Sex advertising websites and their users would face penalties for sex trafficking under a bill passed by the U.S. House Feb. 27, amending a law that had shielded such offenders. Similar legislation is pending in the Senate.
Screen capture from YouTube
Ann Wagner, who authored a bill the U.S. House passed Feb. 27 to prosecute online sex traffickers, testifies about the legislation before the House Rules Committee.
A bipartisan group of 388 legislators passed H.R. 1865, termed the “Allow States and Victims to Fight Online Sex Trafficking Act of 2017 (FOSTA),” to amend Section 230 of the Communications Act of 1934. Section 230 had limited the legal liability of interactive computer service providers or users for content they publish that was created by others, according to a summary at Congress.gov.
The House bill would establish monetary fines and up to 10 years’ imprisonment for abusers who use or operate a “facility or means of interstate or foreign commerce or attempts to do so with the intent to promote or facilitate the prostitution of another person.”
Abuses involving aggravated circumstances, such as reckless disregard for the support of sex trafficking or the promotion of prostitution involving at least five persons, could draw 25-year prison terms.

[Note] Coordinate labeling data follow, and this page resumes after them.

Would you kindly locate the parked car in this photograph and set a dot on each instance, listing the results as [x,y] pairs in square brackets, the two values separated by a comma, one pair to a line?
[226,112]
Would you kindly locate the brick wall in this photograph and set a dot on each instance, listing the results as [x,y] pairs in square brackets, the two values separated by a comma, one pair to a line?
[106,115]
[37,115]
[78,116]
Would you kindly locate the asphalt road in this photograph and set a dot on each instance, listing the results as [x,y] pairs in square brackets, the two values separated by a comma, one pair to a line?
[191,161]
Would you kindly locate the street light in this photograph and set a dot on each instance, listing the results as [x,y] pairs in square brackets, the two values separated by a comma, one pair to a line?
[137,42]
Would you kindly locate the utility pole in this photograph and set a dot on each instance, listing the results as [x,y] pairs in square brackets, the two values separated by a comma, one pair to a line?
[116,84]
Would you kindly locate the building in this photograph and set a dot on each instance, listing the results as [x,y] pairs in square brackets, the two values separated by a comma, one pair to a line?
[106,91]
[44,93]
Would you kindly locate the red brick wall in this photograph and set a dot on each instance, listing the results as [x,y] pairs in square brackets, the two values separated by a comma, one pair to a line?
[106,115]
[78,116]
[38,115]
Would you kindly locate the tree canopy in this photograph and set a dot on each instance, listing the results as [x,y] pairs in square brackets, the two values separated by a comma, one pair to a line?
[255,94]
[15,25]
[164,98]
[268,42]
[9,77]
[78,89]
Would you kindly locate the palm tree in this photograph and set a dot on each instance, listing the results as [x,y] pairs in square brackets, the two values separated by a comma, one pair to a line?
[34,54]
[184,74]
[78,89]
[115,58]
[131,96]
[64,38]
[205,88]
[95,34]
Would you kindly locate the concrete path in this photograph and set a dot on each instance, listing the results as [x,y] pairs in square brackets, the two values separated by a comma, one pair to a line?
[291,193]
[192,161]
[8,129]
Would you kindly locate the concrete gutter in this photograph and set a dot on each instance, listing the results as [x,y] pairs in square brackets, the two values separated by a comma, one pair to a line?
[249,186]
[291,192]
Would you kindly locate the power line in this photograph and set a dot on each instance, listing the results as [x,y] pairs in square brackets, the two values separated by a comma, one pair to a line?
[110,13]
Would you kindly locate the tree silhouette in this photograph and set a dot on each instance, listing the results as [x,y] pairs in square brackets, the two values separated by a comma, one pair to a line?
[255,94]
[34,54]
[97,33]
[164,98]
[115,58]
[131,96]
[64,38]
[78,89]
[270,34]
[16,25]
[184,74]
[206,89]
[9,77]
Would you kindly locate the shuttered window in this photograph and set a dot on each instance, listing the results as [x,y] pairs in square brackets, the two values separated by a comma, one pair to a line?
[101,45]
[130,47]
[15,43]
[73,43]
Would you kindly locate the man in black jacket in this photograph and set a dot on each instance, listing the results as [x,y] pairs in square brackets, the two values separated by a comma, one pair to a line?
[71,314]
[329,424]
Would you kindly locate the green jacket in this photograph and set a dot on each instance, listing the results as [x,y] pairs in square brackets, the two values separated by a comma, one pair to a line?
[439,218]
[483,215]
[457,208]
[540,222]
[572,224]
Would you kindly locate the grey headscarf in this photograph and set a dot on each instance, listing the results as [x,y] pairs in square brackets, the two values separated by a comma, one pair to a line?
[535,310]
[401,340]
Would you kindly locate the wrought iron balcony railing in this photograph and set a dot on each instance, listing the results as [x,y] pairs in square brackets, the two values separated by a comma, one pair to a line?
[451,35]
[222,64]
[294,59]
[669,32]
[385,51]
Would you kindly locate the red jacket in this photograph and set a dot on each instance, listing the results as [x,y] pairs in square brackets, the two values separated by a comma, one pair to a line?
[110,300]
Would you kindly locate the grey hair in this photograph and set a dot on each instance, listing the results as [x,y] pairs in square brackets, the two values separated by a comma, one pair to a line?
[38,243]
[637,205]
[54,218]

The Southern Baptist Ethics & Religious Liberty Commission (ERLC) is among nearly 60 supporters of the bill, including nonprofit and for-profit groups from religious, community, government, technology and finance sectors.
“Southern Baptist churches believe human trafficking is particularly heinous because it is an assault on the image of God on every life,” Travis Wussow, ERLC general counsel and vice president for public policy, told Baptist Press (BP) Feb. 27. “Currently, America’s modern-day slave markets utilize the internet to traffic the vulnerable. This must stop.”
Bill author Ann Wagner, R-Mo., called out online advertising site Backpage.com when she introduced the bill in April 2017.
“FOSTA will produce more prosecutions of bad actor websites, more convictions and put more predators behind bars,” Wagner said in a press release upon the bill’s passage. “It will give victims a pathway to justice and provide a meaningful criminal deterrent, so that fewer businesses will ever enter the sex trade, and fewer victims will ever be sold.”
A companion Senate bill 1693, the Stop Enabling Sex Traffickers Act or SESTA, has been on the Senate’s legislative calendar since Jan. 10.
“I encourage the Senate to take swift action on this legislation to ensure that victims have a pathway to justice,” she said, “and that the businesses that sell our children online can no longer do so with impunity.”
Bill supporter Donna Rice Hughes, president of the internet-safety advocacy group Enough is Enough, applauded the House for passing the bill.
“FOSTA sends a strong message to federal courts who have for far too long misinterpreted Congress’s original intent of section 230 … allowing such websites to be shielded from claims of sex trafficking victims while profiting to the tune of millions,” Hughes said in a news release. “The overwhelming bipartisan vote is a critical step towards draining the cyberswamp of commercial sexploitation by the sellers and buyers of women and children and the companies who shield them.”
In addition to criminal and civil penalties, the House bill mandates restitution and allows victims of aggravated offenses to file federal civil action, according to Congress.gov.
The National Center on Sexual Exploitation (NCOSE), a supporter of the legislation, has termed Backpage a “hub” for prostitution advertising, and included the site on its 2018 Dirty Dozen List of the leading facilitators of sexual exploitation. The site has been prosecuted for sex-related crimes, but has avoided criminal liability by using Section 230 of the Communications Act of 1934 as a defense.
(EDITOR’S NOTE – Diana Chandler is Baptist Press’ general assignment writer/editor.)